Les petits yeux de Macaire étincelèrent de cupidité et il sourit.
— Personnellement, je n’ai pas à me plaindre d’elle, car elle a toujours agi régulièrement avec moi ... mais je dois reconnaître que je m’entourais de précautions.
— Et vous faisiez très bien, approuva Marius. Ce n’est pas comme ma pauvre amie, qui est ici avec moi ! elle a subi toutes sortes d’humiliations de la part de cette mégère qui ne s’est pas, non plus, privée de l’exploiter au maximum et lui a refusé tout secours bien que la sachant en butte à de graves ennuis.
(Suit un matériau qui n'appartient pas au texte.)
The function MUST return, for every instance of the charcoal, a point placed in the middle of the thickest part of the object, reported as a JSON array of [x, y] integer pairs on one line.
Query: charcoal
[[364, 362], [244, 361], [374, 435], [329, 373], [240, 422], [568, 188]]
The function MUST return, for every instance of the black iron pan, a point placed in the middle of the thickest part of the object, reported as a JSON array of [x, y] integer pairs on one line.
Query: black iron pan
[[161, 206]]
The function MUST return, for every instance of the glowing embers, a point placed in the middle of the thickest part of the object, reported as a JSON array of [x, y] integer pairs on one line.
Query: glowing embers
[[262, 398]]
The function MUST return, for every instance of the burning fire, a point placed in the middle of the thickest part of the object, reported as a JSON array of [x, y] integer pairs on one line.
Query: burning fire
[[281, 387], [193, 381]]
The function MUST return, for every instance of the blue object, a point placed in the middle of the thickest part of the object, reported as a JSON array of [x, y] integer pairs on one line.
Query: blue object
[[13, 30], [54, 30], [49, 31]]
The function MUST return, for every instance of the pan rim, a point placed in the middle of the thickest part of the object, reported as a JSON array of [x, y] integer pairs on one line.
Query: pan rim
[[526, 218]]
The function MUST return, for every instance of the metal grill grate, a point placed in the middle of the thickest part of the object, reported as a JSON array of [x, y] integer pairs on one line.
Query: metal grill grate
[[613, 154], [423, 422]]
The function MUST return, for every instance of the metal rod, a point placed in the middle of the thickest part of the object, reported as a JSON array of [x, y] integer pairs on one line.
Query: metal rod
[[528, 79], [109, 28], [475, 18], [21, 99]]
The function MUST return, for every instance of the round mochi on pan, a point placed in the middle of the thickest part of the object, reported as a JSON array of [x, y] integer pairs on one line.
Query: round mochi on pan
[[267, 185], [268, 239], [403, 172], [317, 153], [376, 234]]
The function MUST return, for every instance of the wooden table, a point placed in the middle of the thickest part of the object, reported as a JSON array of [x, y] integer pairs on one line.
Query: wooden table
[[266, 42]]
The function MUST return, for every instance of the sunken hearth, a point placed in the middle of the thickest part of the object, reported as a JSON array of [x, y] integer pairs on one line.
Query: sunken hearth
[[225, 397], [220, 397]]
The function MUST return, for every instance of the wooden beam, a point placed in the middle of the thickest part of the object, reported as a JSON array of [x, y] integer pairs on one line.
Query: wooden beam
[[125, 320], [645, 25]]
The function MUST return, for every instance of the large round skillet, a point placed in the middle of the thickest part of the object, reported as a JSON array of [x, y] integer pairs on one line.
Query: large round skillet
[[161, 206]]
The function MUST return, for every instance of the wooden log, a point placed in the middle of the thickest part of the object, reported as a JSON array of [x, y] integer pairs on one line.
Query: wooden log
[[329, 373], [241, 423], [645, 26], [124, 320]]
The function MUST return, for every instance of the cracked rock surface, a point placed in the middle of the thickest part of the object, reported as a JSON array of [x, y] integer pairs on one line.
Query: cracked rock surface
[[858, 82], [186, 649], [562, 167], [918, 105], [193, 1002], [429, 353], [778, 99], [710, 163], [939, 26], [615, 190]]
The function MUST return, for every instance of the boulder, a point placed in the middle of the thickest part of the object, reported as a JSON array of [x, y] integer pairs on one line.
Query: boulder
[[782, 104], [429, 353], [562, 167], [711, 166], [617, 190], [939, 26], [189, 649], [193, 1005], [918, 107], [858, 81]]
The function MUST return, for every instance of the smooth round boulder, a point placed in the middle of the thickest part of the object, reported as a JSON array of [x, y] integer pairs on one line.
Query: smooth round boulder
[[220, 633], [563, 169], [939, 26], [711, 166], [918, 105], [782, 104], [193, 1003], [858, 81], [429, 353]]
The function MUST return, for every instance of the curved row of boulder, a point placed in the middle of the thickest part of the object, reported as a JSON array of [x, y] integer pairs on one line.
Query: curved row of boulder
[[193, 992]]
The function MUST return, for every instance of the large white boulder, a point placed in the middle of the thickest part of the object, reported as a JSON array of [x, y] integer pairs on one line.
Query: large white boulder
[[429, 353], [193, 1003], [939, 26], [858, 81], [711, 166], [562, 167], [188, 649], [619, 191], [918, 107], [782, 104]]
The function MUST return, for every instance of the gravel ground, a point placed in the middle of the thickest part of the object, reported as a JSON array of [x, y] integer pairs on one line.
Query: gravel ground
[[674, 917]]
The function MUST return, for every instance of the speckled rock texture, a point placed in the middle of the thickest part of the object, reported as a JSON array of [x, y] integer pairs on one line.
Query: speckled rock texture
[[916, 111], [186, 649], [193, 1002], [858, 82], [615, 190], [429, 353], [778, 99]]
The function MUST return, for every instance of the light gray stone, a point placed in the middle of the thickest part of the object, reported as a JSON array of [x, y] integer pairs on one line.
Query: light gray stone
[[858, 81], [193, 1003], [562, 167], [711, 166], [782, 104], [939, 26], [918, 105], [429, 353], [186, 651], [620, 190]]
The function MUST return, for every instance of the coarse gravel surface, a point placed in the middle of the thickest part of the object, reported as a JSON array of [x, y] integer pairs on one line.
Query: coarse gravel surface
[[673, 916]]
Ce motif ne vous semble-t-il pas suffisant pour désirer se venger d’elle ?
— Vous m’avez dit qu’il s’agissait d’affaires et non d’une vengeance, protesta Macaire sévèrement.
— Mais cela en est une, insista Marius, car si vous réussissiez à faire débourser de l’argent à cette odieuse femme, vous auriez votre part.
— Dans ce cas, c’est différent, murmura l’autre.
— Alors inutile de perdre encore du temps. Vous êtes disposé à nous aider, n’est-ce pas ?
L’usurier réfléchit, évitant de croiser les regards de ses visiteurs puis répondit en soupirant :
— Je regrette, mais je ne pense pas pouvoir vous satisfaire. Je ne m’occupe que d’affaires nettes et simples et non de ce genre de choses.
— Mais je n’ai pas du tout l’intention de supprimer la vieille, protesta Marius.
— Peut-être ! Cependant vous voulez la faire chanter, et ça ne regarde que vous, répliqua froidement Paul Macaire. Je ne veux absolument pas être mêlé à votre projet.
— Vous avez tort, insista Marius. Réfléchissez à ce que vous pourrez empocher sans courir le moindre risque.
— Mais que dira madame Picquet lorsqu’elle saura que je me suis associé à vous pour lui causer du tort ?
— Elle n’en saura rien. Je ne vous demande que de me donner les renseignements me permettant d’agir comme je l’entends.
— Vous m’affirmez qu’elle ne connaîtra jamais ma participation dans cette affaire ?
— Vous pouvez en être sûr, et en plus, vous encaisseriez une jolie petite somme.
— Combien compteriez-vous m’offrir au cas où j’accepterais ajouta Macaire, les yeux brillants.
— Je ne peux préciser encore. Tout dépendra de vos réponses et des possibilités qu’elles m’offriront ! Répliqua Marius.
— Alors, questionnez-moi, reprit l’usurier, avec décision.
Marius lança un regard triomphant à Edwige qui écoutait très attentivement l’entretien des deux hommes.
— Très bien ! Monsieur Macaire. Permettez-moi de me recueillir quelques instants.
— Je vous en prie, fit en souriant l’usurier.